Peru Maliye Bakanı Pedro Pablo Kuczynski, IMF'yi pasif, katı ve tutarsız politikalar uygulayarak Arjantin'le yaptığı anlaşmayı yüzüne gözüne bulaştırmaktan suçluyor.
Fransa Dış İşleri Bakanı Hubert Vedrine ise Fonu, uzun zamandan beri ilişkide olduğu, önemli bir müşterisini yüz üstü bıraktığı ve bu müşteriden en kötü dönemde, en yapamayacağı şeyleri talep ettiği için yargılıyor.
IMF kimdir, nasıl çalışır?
Ülkelerle yapılan stand-by anlaşmaları sonucunda aktarılan fonların nihai alacaklısının dünyadaki egemen finans şirketleri olduğu hatırlandığında IMF'nin kimlik sorunu aşılır.
Fakat, IMF'nin nasıl çalıştığı sorulunca resim biraz daha değişiyor, netleşiyor.
Eğer IMF politikalarının tek sorumlusu finans sermayesi olsaydı,
* Kamu hizmetlerinin piyasa ekonomisine açılması, şeker ve tütün yasaları ile ihale yasalarının çıkarılması,
* Güney Afrika ve Latin Amerika ülkelerinde Su'yun özelleştirilmesi,
* Ukrayna'da yoksullara yapılan tarımsal gıda yardımlarının kesilmesi,
* Haiti'de pirinç üreticilerine devlet desteğinin kaldırılması,
* Mozambik'teki şeker pancarı üreticilerine sağlanan sübvansiyonlara son verilmesi,
* Jamaika sanayii ürünlerinin ithalatında alınan gümrük vergilerinin kaldırılması, gibi dünya tarım, hizmetler ve sanayii tekellerinin temel hedefleri kredi anlaşmalarının ön koşulları içerisinde olmayacaktı.
İşte bu nedenle, finans ve sanayii sermayelerinin iç içe geçmiş yapısını IMF'nin işleyiş mekanizması ve yapısından daha somut ortaya koyabilecek çok az veri bulunuyor.
Sistemin bizzat kendisi
Bu tespit bizi, yaşananların sorumlusunun tek bir yapı, tek bir Hükümet ya da Yönetim olmaktan öte, bir sistem, yani kapitalizmin bizzat kendisi olduğu sonucuna ulaştırıyor.
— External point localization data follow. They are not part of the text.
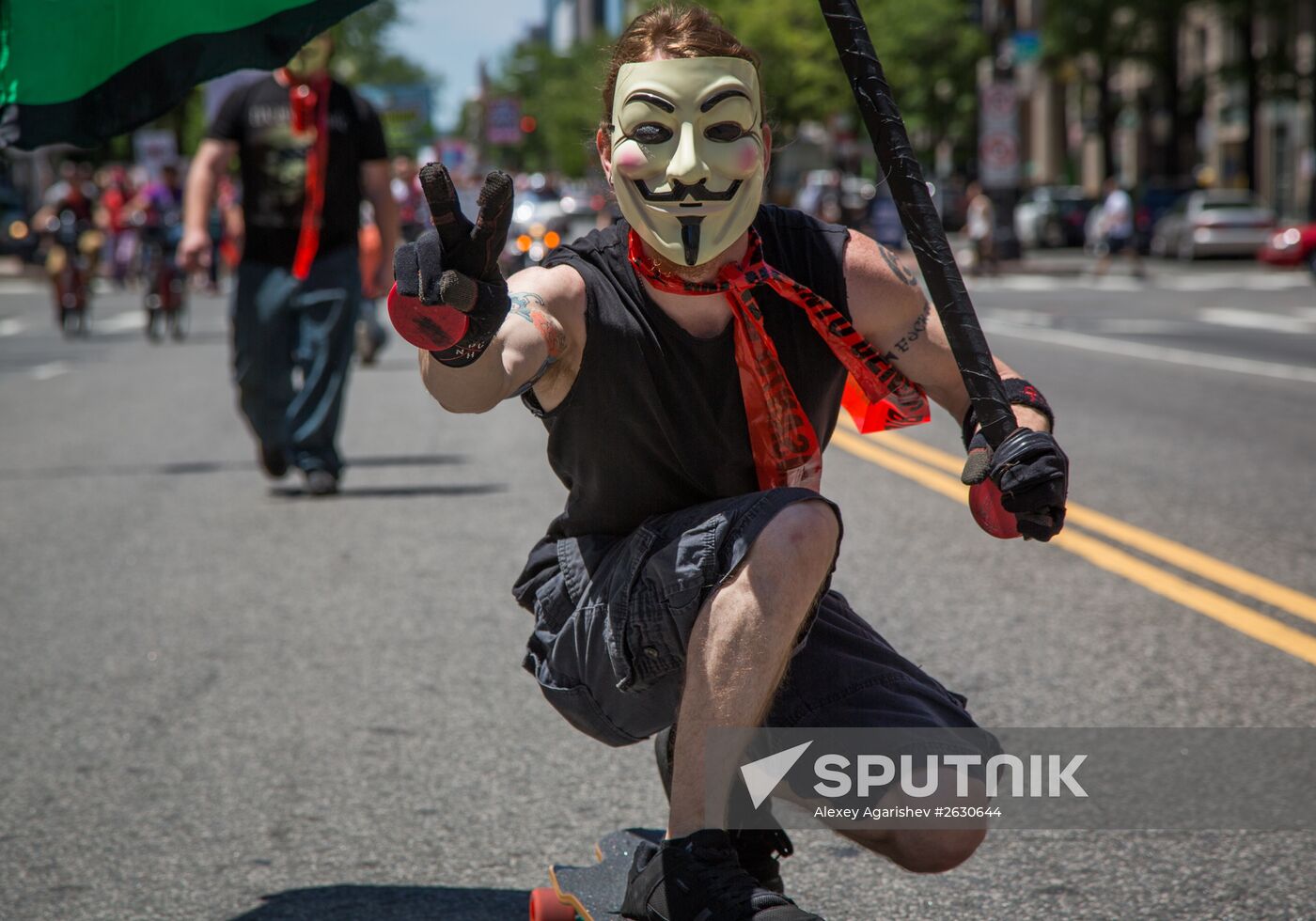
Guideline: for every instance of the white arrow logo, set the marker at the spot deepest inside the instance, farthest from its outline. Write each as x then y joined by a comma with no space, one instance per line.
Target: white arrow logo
762,775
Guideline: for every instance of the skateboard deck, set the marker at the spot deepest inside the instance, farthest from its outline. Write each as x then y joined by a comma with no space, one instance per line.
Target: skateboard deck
591,894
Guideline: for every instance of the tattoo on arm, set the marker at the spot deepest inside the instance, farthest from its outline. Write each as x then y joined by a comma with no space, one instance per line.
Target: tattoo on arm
912,336
529,306
898,267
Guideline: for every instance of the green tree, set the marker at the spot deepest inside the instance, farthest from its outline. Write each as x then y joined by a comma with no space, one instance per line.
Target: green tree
1098,33
362,53
930,55
930,52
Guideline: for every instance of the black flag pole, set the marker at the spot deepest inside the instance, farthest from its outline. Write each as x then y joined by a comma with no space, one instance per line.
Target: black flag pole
920,219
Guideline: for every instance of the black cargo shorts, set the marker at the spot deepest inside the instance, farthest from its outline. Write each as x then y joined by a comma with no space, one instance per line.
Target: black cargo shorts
614,615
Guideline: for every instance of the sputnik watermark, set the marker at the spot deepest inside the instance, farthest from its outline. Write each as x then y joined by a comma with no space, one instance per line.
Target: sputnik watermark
1022,778
1046,775
917,776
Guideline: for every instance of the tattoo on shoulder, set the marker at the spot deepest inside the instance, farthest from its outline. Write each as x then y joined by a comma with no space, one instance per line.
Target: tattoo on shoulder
912,336
530,306
898,267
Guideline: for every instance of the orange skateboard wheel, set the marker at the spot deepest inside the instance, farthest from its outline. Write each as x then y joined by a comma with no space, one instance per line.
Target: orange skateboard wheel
545,905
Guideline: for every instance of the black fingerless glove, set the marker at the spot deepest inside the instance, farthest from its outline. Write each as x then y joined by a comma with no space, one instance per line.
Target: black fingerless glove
1032,473
449,295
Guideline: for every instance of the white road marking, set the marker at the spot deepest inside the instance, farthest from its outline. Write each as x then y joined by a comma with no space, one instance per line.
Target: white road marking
1241,319
118,322
1246,280
1154,352
49,370
1138,326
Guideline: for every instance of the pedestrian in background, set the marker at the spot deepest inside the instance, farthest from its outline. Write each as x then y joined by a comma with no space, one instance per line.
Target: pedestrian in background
308,148
980,226
1115,227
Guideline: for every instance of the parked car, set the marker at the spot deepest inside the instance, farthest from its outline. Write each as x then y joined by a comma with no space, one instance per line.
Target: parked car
1152,201
1292,245
1214,223
539,224
1052,216
17,236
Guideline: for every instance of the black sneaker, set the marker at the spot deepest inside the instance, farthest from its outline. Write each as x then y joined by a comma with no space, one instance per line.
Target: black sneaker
321,483
699,878
274,460
759,849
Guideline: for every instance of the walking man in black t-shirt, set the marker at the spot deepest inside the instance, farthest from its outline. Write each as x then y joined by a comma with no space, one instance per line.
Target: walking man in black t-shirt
688,364
308,148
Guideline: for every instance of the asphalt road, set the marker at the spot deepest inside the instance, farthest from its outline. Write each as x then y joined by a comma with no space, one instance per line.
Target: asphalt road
226,700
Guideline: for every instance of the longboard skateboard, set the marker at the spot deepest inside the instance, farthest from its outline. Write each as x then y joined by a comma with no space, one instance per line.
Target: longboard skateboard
591,894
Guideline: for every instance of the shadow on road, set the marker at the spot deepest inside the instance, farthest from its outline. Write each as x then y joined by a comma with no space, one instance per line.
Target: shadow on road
391,903
394,491
194,467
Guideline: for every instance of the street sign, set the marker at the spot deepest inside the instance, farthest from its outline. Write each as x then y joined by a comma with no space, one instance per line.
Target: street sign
997,148
404,114
503,120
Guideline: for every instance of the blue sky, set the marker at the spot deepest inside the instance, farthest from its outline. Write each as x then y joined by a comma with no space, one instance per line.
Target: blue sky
450,36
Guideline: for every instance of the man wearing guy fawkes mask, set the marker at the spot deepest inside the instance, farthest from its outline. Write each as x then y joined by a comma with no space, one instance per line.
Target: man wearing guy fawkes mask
688,365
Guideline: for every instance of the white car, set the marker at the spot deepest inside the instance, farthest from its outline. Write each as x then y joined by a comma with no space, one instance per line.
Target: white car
1214,223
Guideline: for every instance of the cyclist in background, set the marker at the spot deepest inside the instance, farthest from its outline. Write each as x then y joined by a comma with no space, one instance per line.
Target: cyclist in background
158,212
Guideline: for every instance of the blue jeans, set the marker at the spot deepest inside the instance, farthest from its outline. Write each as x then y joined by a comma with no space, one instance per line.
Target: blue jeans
280,325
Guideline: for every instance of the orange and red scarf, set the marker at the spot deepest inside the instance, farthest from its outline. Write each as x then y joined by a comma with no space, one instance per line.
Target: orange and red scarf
782,438
309,105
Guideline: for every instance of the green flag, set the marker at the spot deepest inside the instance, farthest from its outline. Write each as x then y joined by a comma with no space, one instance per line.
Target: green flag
79,71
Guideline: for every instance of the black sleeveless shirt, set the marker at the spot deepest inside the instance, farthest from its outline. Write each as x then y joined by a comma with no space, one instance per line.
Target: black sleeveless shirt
654,421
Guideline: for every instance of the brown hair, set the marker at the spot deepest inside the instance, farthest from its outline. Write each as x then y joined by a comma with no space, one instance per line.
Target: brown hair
674,32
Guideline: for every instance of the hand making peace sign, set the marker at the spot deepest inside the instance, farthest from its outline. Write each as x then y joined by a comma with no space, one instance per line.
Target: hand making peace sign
449,296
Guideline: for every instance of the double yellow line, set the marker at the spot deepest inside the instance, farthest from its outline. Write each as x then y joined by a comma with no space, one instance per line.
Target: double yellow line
940,473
Bu çerçevede, tıpkı Felix Rohatyn'in de belirttiği gibi, "Ulus Devletlerin bilhassa ekonomik ve siyasi alandaki dış politikaları her zaman burjuvazinin meselesi olmuştur. Siyasi tercihler, çok sınırlı bir halk kesimi ile özel sektörün çıkarlarını gözetme hedefine kilitlenmiş geniş kapsamlı bir fikir birliği içersinde önerilir, müzakere edilir ve kabul edilir." sözlerinin hatırlanmasında yarar vardır.
"Suçlu Hükümettir, IMF'nin uyarılarına kulak asmamıştır" ya da "IMF bu kez yanılmış, yanlış politikalar uygulamıştır" türünden savlar yanıltıcı olmalarının da ötesinde, kafaları bulandırmaya ve gerçekleri gizlemeye yönelik, bilinçle ortaya atılan argümanlardır.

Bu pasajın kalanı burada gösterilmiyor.